Successivamente, dopo un breve excursus sui casi di nullità per difetto di causa dei contratti swap, è stato opportuno soffermarsi sull’art. 23 TUF, esaminando tutte le questioni che esso impone di affrontare. In particolare, c’è stato un preliminare inquadramento della categoria della nullità di protezione, nella cui categoria è inquadrabile il rimedio che prevede il suddetto articolo, con tutte le controversie giurisprudenziali che questa categoria remediale, ormai di decennale introduzione ad opera della determinante comunitaria, pone.

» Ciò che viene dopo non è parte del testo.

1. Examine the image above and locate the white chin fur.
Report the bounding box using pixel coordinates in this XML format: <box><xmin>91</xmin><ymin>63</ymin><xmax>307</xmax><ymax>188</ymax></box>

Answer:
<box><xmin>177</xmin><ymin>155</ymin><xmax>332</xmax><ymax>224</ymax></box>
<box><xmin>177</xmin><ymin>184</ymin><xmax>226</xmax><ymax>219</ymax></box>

Dopo aver circoscritto, causa previsioni normative anche qui poco esplicite, l’ambito di applicazione dell’art. 23 al solo cd. “contratto-quadro”, assecondando orientamenti dottrinali e le decisioni della giurisprudenza maggioritaria che non comprendono in esso i singoli ordini, si è affrontato il problema principale che tutt’ora si pone nell’analisi della disciplina derivante da tale norma.

Si è parlato quindi dell’uso abusivo del rimedio della nullità di protezione da parte di colui in favore del quale l’ordinamento predispone tale forma di tutela, ovvero il contraente debole, e delle varie soluzioni proposte per evitare tale distorsione, senza, ovviamente pretendere di by-passare la previsione normativa, in certi punti molto chiara nello scongiurare soluzioni che si emancipino troppo dalla sua impostazione.

Come fatto già trasparire nel corso della trattazione, la soluzione più consona al dettato normativo e più scevra di inconvenienti dal punto di vista dottrinale per arginare l’abuso della nullità di protezione, sembra quella che suggerisce il rimedio dell’eccezione di dolo per paralizzare la pretesa dell’investitore.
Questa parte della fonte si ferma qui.